Same argument, same reason why it's invalid.

> Parts of the Internet could be free

... At the cost of arbitrarily marking certain parts of the internet the "rich
people" internet.

> “basic” internet (e.g. Wikipedia and Facebook) could be completely free.

Once again, locking the internet such that poor people can't access the rich
peoples' internet, but rather are locked to a tiny mind prison. As opposed to
innovating cheaper ways to provide the entire internet (say, Starlink?)

> Net Neutrality slows things down > Net neutrality is a form of regulation,
> and that does not bode well for fast reactions to changes in internet
> technology and use cases.

This argument makes no sense.

> Net Neutrality harms the “Economy” > By repealing Net Neutrality, different
> pricing schemes could stimulate more competition within companies, which
> could be advantageous to the economy.

By not repealing it, different companies could stimulate more competition
within the ISP ecosystem. There is no "harm" here.

> Furthermore, net neutrality is said to preserve the Internet. However, the
> opposite might be true. In fact, net neutrality may not be necessary.

"might", "may". Weasel words to make it seem like an argument was made when no
such thing has happened.

> In all the years before, the Internet functioned very well without it.

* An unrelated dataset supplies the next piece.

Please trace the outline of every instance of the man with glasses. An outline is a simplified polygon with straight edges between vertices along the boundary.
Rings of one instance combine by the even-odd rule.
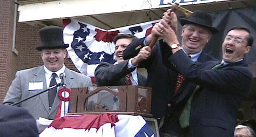
[[[164,16],[163,18],[169,20],[170,24],[175,24],[172,26],[175,28],[174,30],[177,30],[177,19],[175,13],[172,13],[172,16],[175,16],[175,19],[172,18],[172,20],[170,20],[170,15],[169,15],[171,14],[170,10],[167,10],[165,14],[166,16]],[[218,32],[218,29],[212,26],[212,19],[211,15],[201,11],[196,11],[190,18],[181,19],[179,22],[183,26],[181,31],[181,47],[185,52],[190,54],[191,59],[194,61],[199,62],[216,60],[203,51],[203,48],[211,38],[212,34]],[[137,49],[148,45],[154,37],[159,36],[161,33],[168,32],[163,30],[158,30],[159,28],[157,27],[158,24],[160,23],[156,24],[154,26],[151,34],[146,38],[140,39],[130,44],[124,51],[123,58],[126,59],[134,57],[139,51]],[[179,46],[179,45],[176,46]],[[140,50],[144,50],[144,49],[141,49]],[[163,56],[161,56],[161,52],[163,52]],[[145,67],[147,70],[148,76],[146,86],[152,88],[151,113],[158,119],[161,119],[166,113],[170,114],[175,112],[178,113],[177,115],[179,115],[178,113],[180,113],[179,112],[182,110],[182,108],[178,108],[178,110],[173,110],[177,108],[175,107],[175,104],[172,103],[173,97],[182,100],[188,96],[186,94],[183,95],[182,93],[178,92],[180,90],[180,88],[186,87],[186,80],[182,81],[182,76],[180,76],[177,71],[168,68],[170,65],[167,59],[171,53],[171,50],[166,42],[160,40],[159,43],[157,43],[152,50],[150,57],[138,64],[138,67]],[[163,63],[166,65],[165,66]],[[180,86],[178,86],[178,85]],[[181,97],[179,97],[180,96]],[[169,103],[170,102],[172,103]],[[166,118],[167,117],[165,117]],[[176,119],[175,123],[173,124],[178,122],[177,120]],[[169,121],[167,119],[166,120]],[[161,126],[161,125],[159,126]],[[161,128],[161,132],[166,132],[165,127],[166,126],[165,125]],[[174,127],[174,128],[176,128],[178,129],[174,129],[174,132],[180,131],[180,128]],[[174,133],[173,134],[176,134],[176,133]]]
[[[172,14],[166,16],[172,18]],[[163,18],[155,30],[172,49],[170,66],[190,81],[182,92],[191,94],[179,118],[187,130],[179,136],[233,136],[238,108],[254,82],[244,59],[253,43],[250,31],[232,28],[222,45],[222,61],[200,63],[192,61],[180,46],[173,46],[179,43],[166,20]]]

... because no ISPs had the monopoly or oligopoly power to try to enforce
price-tiered internet access before.

> Additionally, the government’s efforts to regulate the Internet has always
> been counterproductive.

... hand waving, sweeping statement. BTW, did you know that it was government
regulation that forced the telephone companies to allow consumers to plug in
competitors' phones to their networks? Before that, Bell only allowed Bell
branded phones to be plugged in, because it made no business sense to allow
otherwise in a monopoly. And those phones were PRICEY!

> This success of the Internet proves that new regulations are unnecessary.

No it doesn't.

> Moreover, the fears that consumers have are hypothetical.

Like your "might", "may", and "could" arguments?

> Precisely, this is about ISPs lying to consumers or degrading content.

Is it?

> Besides, Comcast (an American telecommunications Corporation) blocked
> Bittorent’s traffic eight years ago.

What does this have to do with Net Neutrality? And wasn't a previous argument
of yours that you need to repeal Net Neutrality to support this? Which is it?

> Also, Apple introduced Facetime over wireless networks before cellular
> networks.

What does this have to do with Net Neutrality?

> With those broken Net Neutrality regulations, the internet speed we have in
> 10 years from now would be the same as it is today.

Really? That doesn't seem to be the case in the rest of the world.